When you write, do you deliberately come up with these high concepts to appeal to studios – so that you can sneak in your own sensibilities?
NICCOL: I don’t do it deliberately. I’m always just trying to tell a story that I would want to see. I’m doing it for myself really but sometimes you’re fortunate enough that it’s what they consider high concept enough to finance. Often times it’s not – those are the films of mine you haven’t seen.
“Haves vs. Have-nots” is a common theme in your films. In this film, it’s those with time vs. those without. In Gattaca, it’s eugenics – Pure vs. impure genes. What is it from your personal experiences that influence this thematic undercurrent?
NICCOL: For me – I don’t think it is the “haves vs. have-nots”. It’s becoming more the will-haves vs. the will-not-haves. If you’re born into certain circumstances, you don’t have much of a hope frankly. The game is rigged and that’s why it’s always interesting for me that people vote against their interests. I point out in this movie – Vincent Kartheiser’s character says ‘everybody thinks they have a shot at immortality.’ Everyone thinks for some reason they have a shot at winning the lottery but they don’t. I’m here to tell them they don’t… Also I’m always, I guess rooting for the underdog.
Well then – how does the underdog achieve the impossible and succeed in ‘this rigged game’?
NICCOL: How do you do it? If you look around the world – how they’re doing it is through revolution.
It seems that’s what the film is advocating for: fairly radical revolution.
NICCOL: I wouldn’t argue with that.
NICCOL: Yeah… I mean if we could switch off the aging gene we would. There’s no technology that we’ve had that we haven’t used. We are in the capital of staying young forever. We never actually say that we’re in LA but we don’t say we’re not in LA either. People go to such extremes to stay young now that you know that they would do this in a heartbeat.
The movie posits that being young forever would make you weak, would make you content and not want to do or accomplish anything else – which again correlates to extreme amounts of wealth – but you’re a successful, affluent filmmaker who continues to strive…
NICCOL: Well I’m not as successful as you think. No, the most interesting thing in the movie might be the death of urgency. That if you had so much time – why write the next great American novel today when I can do it in the next hundred years. For me that was interesting. My favorite character in the movie is Matt Bomer’s character Henry Hamilton who’s immortal and wants to die. I think our psychology may not be able to keep up with our biology.
What made you then focus on Justin Timberlake’s character versus Matt Bomer’s?
NICCOL: Matt Bomer is sort of like one of those Dickensian characters. Even though he’s out of the movie fairly quickly, the whole movie is referring back to him really. So he’s kind of in the movie the whole time but just not there on screen. I guess I just like the underdog. I don’t want to focus on a guy — It would be like focusing on the guy from Bel Air, instead of the guy in Compton. I mean you have a million years and you want to die. Please…

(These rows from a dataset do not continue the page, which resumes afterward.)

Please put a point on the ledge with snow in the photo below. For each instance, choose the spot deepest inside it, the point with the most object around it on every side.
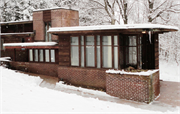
(137, 86)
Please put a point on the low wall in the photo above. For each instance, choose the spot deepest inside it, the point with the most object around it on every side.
(133, 87)
(83, 76)
(38, 68)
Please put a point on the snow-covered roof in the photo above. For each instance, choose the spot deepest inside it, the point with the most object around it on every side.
(113, 27)
(147, 73)
(53, 9)
(17, 22)
(7, 59)
(31, 44)
(20, 33)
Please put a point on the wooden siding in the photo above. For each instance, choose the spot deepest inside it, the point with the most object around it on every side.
(64, 50)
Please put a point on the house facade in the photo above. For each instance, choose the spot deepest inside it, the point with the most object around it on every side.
(54, 44)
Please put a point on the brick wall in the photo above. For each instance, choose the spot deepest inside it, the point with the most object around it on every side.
(83, 77)
(133, 87)
(38, 68)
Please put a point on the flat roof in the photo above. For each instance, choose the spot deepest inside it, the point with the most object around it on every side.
(20, 33)
(16, 22)
(54, 9)
(151, 27)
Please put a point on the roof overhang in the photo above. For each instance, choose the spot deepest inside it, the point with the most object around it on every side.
(31, 45)
(15, 22)
(18, 34)
(128, 28)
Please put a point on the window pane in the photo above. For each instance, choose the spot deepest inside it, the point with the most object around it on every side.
(47, 55)
(132, 56)
(98, 39)
(98, 57)
(116, 57)
(90, 40)
(90, 61)
(107, 57)
(106, 40)
(82, 56)
(52, 55)
(132, 40)
(41, 55)
(50, 39)
(46, 38)
(74, 40)
(36, 54)
(82, 40)
(74, 56)
(115, 40)
(31, 55)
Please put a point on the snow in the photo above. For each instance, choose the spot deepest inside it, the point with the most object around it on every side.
(54, 8)
(31, 44)
(111, 27)
(143, 73)
(169, 71)
(22, 93)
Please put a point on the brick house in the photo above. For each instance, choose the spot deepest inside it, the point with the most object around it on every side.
(54, 44)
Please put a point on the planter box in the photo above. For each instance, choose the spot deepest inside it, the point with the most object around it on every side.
(141, 87)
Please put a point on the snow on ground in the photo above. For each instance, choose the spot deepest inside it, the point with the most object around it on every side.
(21, 93)
(169, 71)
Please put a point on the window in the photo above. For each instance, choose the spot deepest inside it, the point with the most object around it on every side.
(2, 42)
(30, 55)
(90, 56)
(47, 55)
(74, 51)
(42, 55)
(130, 51)
(95, 51)
(48, 37)
(107, 51)
(52, 55)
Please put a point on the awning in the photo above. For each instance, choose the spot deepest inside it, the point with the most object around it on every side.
(32, 45)
(131, 28)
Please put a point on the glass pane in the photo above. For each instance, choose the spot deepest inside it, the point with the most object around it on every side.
(106, 40)
(46, 39)
(98, 39)
(74, 40)
(116, 57)
(41, 55)
(82, 40)
(50, 39)
(30, 55)
(74, 56)
(90, 60)
(115, 40)
(132, 40)
(90, 40)
(52, 55)
(36, 54)
(82, 56)
(98, 57)
(132, 52)
(47, 55)
(107, 56)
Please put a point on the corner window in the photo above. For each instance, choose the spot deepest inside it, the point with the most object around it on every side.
(74, 51)
(90, 55)
(42, 55)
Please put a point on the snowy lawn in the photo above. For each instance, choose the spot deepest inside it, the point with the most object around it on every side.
(21, 93)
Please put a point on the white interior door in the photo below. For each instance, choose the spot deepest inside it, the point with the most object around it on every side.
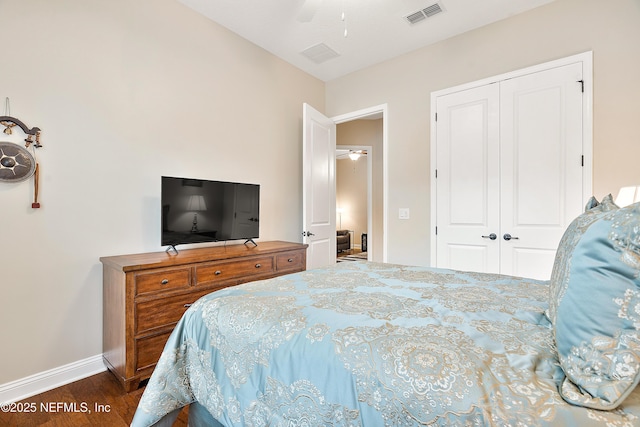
(468, 170)
(509, 164)
(319, 186)
(541, 164)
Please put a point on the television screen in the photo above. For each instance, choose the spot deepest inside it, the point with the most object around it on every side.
(198, 211)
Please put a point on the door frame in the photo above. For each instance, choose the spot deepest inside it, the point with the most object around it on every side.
(369, 149)
(586, 58)
(382, 110)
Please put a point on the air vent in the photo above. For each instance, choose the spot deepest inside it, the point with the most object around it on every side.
(320, 53)
(423, 14)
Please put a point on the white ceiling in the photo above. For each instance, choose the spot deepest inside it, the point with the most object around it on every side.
(377, 30)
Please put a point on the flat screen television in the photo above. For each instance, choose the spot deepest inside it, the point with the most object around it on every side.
(200, 211)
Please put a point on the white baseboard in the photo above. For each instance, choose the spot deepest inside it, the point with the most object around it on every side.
(48, 380)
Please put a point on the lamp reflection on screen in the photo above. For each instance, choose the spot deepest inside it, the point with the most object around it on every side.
(628, 195)
(196, 204)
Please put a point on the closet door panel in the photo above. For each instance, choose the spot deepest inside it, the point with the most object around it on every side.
(468, 180)
(541, 170)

You often use science fiction as the means to pass your social commentary. What is it about the science fiction genre that appeals to you?
NICCOL: I think it was Sam Goldwyn who said ‘if you want to send a message, call western union.” So my first obligation is to entertain but as far as science fiction goes, it’s much easier to comment on today from another time because people then aren’t focused on ‘did you get the details right?’ It’s sort of a Trojan horse approach to ideas because it’s wrapped in the future, it’s wrapped in action, thriller and Oh look – suddenly an idea popped out.

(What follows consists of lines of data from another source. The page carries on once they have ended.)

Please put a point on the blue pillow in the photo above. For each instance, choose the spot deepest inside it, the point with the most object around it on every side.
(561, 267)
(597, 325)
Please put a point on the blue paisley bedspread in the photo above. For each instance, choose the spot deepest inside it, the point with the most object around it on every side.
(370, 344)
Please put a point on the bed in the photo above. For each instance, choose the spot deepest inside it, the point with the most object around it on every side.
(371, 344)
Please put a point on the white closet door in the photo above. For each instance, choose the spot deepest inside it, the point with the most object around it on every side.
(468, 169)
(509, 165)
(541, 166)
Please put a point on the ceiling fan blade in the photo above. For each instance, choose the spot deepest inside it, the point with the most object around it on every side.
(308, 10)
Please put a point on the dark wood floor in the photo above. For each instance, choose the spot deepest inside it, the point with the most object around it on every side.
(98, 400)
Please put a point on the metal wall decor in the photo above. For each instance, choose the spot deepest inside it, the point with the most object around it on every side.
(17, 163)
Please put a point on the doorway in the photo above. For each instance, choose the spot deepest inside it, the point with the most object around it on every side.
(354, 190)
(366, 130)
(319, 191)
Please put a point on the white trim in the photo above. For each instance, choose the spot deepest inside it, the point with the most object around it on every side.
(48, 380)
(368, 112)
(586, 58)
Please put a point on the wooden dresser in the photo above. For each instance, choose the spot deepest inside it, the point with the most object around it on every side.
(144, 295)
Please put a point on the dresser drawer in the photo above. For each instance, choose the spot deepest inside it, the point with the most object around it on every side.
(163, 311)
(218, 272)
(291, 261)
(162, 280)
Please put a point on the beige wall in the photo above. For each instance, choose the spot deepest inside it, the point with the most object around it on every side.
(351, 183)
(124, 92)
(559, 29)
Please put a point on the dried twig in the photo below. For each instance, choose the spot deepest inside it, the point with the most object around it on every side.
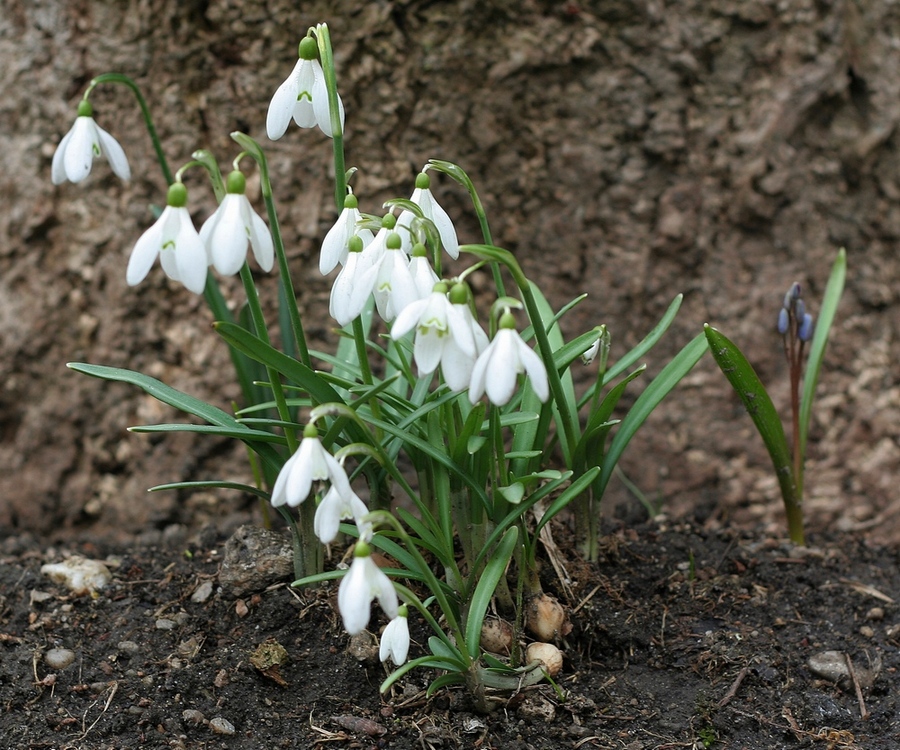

The next thing you’re working on is The Host, which you’re adapting. What is the process when you’re working with original material vs. adapting a pre-existing novel?
NICCOL: This is the first time I’m going to be directing someone else’s story and it’s quite liberating actually because I don’t have to make it up. It’s there. It’s very freeing. If you write and direct it, it’s all your fault. There’s no one you can blame.